Opinion
NO. 01-14-00635-CR
02-19-2015
On Appeal from the 253rd District Court Chambers County, Texas
Trial Court Case No. 13035
MEMORANDUM OPINION
A jury convicted appellant James Daniel Boone of the state jail felony offense of evading arrest or detention while using a motor vehicle and the trial court assessed his punishment at ten years' confinement. This Court affirmed Boone's conviction, but reversed the portion of the judgment assessing punishment and remanded for a new punishment hearing. See Boone v. State, No. 01-09-01020-CR, 2010 WL 3928533 (Tex. App.—Houston [1st Dist.] Oct. 7, 2010, pet. ref'd) (mem. op., not designated for publication). In a single issue, Boone argues that the trial court erred by denying his request to have a jury assess his punishment on remand. We affirm.

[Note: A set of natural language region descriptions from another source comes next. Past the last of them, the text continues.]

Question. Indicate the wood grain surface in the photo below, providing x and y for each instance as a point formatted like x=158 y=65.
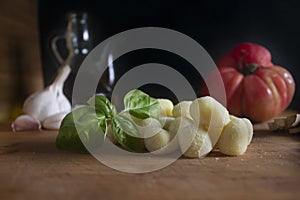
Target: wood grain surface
x=32 y=168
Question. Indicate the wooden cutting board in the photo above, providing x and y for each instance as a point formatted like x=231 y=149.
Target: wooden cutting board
x=32 y=168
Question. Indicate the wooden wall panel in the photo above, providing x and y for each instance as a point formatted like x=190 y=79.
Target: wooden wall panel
x=20 y=64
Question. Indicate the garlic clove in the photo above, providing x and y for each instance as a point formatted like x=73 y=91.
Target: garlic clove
x=54 y=121
x=26 y=123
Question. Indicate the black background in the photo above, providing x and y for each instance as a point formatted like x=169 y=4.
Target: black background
x=216 y=25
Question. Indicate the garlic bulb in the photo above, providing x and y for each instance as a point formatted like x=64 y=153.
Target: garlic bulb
x=44 y=104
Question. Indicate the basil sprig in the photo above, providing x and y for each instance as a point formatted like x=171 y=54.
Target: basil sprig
x=141 y=105
x=89 y=123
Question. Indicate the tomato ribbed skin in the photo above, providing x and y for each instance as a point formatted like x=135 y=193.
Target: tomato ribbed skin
x=255 y=88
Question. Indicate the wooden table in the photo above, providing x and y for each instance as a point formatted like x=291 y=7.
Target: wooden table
x=32 y=168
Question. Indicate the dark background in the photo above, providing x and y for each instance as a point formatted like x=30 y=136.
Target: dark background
x=216 y=25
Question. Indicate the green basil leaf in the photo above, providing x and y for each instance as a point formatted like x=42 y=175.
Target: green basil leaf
x=102 y=106
x=127 y=134
x=141 y=105
x=84 y=122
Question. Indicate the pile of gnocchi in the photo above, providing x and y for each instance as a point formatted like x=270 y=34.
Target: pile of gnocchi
x=195 y=127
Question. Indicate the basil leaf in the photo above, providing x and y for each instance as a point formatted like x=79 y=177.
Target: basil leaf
x=84 y=122
x=141 y=105
x=102 y=106
x=127 y=134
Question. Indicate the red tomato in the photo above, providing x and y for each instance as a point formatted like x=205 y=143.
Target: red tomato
x=255 y=88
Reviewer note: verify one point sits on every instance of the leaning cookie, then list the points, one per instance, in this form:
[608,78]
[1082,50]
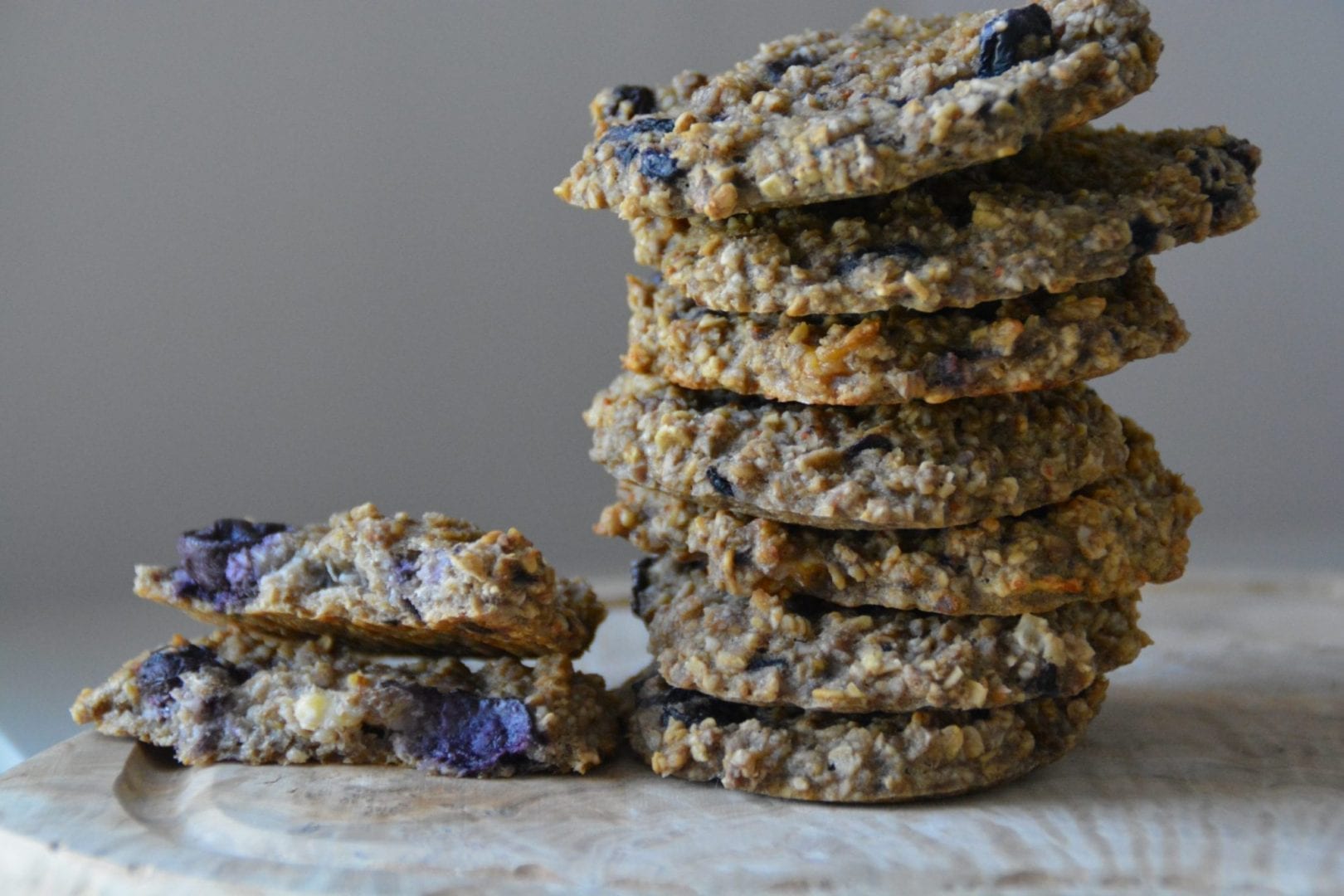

If a court of appeals or the Court of Criminal Appeals reverses and remands for errors in the punishment phase only, the trial court shall commence the new trial as if a finding of guilt had been returned and proceed to the punishment stage of the trial. See TEX. CODE CRIM. PROC. ANN. art § 44.29(b) (West Supp. 2014). "If the defendant elects, the court shall empanel a jury for the sentencing stage of the trial in the same manner as a jury is empaneled by the court for other trials before the court." Id. Therefore, a defendant has the option to elect to have the court or a jury assess his punishment on remand. Easton v. State, 920 S.W.2d 747, 751 (Tex. App.—Houston [1st Dist.] 1996, no pet.); see also Johnson v. State, 995 S.W.2d 926, 928 (Tex. App.—Waco 1999, no pet.). A defendant may elect to have a jury assess his punishment after remand, notwithstanding his previous election in the original trial. Saldana v. State, 826 S.W.2d 948, 951 (Tex. Crim. App. 1992); Johnson, 995 S.W.2d at 929.
A defendant's right to have a jury assess his punishment, however, is a statutory right, the denial of which is subject to non-constitutional harm analysis under Texas Rule of Appellate Procedure 44.2(b). See TEX. R. APP. P. 44.2(b); Johnson, 995 S.W.2d at 929 (holding that trial court's erroneous denial of defendant's right to elect to have either court or jury assess punishment was harmless error under Rule 44.2(b)). In considering harm, we review the entire record to determine whether the error had more than a slight influence on the verdict. Johnson, 995 S.W.2d at 929. If we find that it did, we must conclude that the error affected the defendant's substantial rights in such a way as to require a new trial. Id. Otherwise, we disregard the error. Id.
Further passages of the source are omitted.